El camino se me hace cansino, tener que cargar a un perro tan regordete como Ambrosio me está torturando la espalda. Mis piernas ansían un descanso, mi boca un poco de agua, mi cuello quitarse la viscosidad que cae del hocico de mi perro. No llevo la cuenta del tiempo, pero, por cómo se ha puesto el día puedo deducir que ya va a oscurecer.

Necesito buscar otro medio de transporte. Algo que pueda llevarme. Algo como un... ¡un auto! ¡Eso es!

Estacionado al costado de la carretera, un auto yace solitario y a mi completa disposición. ¡Debe ser un milagro!

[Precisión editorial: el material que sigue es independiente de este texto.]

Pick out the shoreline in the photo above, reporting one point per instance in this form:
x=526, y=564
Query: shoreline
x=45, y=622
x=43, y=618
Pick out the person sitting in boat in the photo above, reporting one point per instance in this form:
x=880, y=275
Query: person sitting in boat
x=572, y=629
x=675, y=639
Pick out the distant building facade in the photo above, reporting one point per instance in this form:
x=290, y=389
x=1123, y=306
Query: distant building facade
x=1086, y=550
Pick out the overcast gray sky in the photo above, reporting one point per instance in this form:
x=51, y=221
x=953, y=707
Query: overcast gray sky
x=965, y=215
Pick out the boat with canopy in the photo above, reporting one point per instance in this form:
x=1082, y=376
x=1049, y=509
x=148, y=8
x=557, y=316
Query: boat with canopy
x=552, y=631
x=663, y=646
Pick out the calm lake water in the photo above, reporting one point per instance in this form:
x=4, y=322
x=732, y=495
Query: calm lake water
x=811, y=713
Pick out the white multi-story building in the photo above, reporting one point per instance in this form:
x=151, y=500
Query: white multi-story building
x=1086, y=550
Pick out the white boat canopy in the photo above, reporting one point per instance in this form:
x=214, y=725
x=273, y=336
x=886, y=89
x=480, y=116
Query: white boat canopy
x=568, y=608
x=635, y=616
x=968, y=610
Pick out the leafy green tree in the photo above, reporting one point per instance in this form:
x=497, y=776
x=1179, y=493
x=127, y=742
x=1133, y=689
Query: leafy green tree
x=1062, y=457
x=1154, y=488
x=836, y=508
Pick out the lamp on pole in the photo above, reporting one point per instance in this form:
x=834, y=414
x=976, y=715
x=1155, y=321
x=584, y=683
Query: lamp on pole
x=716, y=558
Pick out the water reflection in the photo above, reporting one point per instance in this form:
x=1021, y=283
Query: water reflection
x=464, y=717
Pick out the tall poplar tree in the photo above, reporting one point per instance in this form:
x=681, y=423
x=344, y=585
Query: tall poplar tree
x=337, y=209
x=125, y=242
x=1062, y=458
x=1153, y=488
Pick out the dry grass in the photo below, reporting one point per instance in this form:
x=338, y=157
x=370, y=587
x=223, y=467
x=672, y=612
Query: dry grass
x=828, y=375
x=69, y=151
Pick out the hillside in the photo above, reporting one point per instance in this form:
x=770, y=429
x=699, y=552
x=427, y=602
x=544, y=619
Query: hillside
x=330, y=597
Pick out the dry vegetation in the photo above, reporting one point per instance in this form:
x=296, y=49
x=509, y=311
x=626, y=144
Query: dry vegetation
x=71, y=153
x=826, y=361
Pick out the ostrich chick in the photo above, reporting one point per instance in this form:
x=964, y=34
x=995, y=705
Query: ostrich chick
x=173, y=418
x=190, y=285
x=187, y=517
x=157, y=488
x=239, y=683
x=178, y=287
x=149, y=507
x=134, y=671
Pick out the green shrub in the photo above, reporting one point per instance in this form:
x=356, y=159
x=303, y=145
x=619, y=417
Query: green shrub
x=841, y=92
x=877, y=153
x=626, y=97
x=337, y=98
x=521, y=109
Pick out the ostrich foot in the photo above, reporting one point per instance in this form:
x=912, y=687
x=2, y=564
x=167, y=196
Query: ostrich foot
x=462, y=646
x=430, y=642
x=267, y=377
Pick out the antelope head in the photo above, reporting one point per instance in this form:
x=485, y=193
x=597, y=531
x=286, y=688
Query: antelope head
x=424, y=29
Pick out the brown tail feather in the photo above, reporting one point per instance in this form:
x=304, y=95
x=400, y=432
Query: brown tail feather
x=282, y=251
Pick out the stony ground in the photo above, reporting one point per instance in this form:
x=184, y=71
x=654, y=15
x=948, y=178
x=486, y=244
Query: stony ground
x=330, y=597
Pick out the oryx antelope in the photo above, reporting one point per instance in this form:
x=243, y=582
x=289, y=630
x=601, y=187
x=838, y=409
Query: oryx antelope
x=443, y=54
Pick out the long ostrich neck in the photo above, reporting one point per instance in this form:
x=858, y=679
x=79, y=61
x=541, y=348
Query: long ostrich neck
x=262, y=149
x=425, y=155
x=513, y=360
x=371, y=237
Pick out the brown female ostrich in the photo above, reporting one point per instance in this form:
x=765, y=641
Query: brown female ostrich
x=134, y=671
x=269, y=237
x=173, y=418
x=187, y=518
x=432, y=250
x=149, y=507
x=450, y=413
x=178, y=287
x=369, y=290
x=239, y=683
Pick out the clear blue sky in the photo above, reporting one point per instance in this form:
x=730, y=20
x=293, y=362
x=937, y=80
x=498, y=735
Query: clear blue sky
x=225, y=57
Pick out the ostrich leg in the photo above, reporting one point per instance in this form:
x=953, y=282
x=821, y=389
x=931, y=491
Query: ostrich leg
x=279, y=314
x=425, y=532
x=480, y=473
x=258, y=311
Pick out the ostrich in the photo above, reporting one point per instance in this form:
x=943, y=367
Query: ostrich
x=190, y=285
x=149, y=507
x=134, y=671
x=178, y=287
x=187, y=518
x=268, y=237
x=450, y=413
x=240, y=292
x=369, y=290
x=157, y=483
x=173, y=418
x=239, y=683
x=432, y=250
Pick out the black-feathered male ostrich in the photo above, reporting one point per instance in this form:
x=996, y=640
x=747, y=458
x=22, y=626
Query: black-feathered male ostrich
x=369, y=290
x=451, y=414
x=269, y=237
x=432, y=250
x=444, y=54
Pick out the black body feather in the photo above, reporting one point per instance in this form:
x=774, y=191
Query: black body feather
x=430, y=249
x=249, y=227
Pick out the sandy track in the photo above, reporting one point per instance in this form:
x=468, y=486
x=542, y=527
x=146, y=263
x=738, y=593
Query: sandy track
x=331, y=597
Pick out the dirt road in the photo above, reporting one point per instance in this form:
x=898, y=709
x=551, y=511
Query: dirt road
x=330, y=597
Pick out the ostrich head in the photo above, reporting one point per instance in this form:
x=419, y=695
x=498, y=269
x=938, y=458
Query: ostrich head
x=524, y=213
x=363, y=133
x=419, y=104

Miro hacia atrás: en la carretera no pasa ni una mosca. Miro hacia adelante: el auto sigue sin tener dueño. Miro alrededor: solo veo árboles y plantas, todo muy verde y solitario.

Me acerco con precaución.

El auto abandonado es algo pequeño, aunque su interior se ve bastante espacioso para Ambrosio y para mí. Y las llaves están puestas. ¡Perfecto!

Antes de abrir la puerta, compruebo que no haya alguien y... Alto, ¿esto no será un robo? ¿Estoy robando o aquí cuenta el dicho: "el que se lo encuentra se lo queda? ¿Es un regalo de la vida?

Lo tomaré prestado, eso es.

Abro la puerta y subo. El asiento de conductor es demasiado grande para mí. La verdad es que me siento mucho más cómoda como acompañante del conductor. Nunca he manejado tampoco. Bueno, como decía mi papá: «Levina, hay una primera vez para todo».

Me quito la mochila y la lanzo con Ambrosio y todo al asiento trasero. Giro la manilla para bajar la ventana del conductor y no morir sofocada, ahora pongo las manos en el volante mirando el extenso camino que necesito recorrer.

—Bien... —murmuro con determinación—. ¿Cómo funciona esto?

—Debes encenderlo primero, gira la llave.

—Gracias, Ambrosio.

Un momento, mi perro no habla.

Lentamente giro hacia la ventana del auto, solo para soltar un grito de horror al encontrar a un sujeto viéndome.

—¿Qué diablos haces en mi auto?

No sé qué responder.

Creo que mi libertad ha durado poco.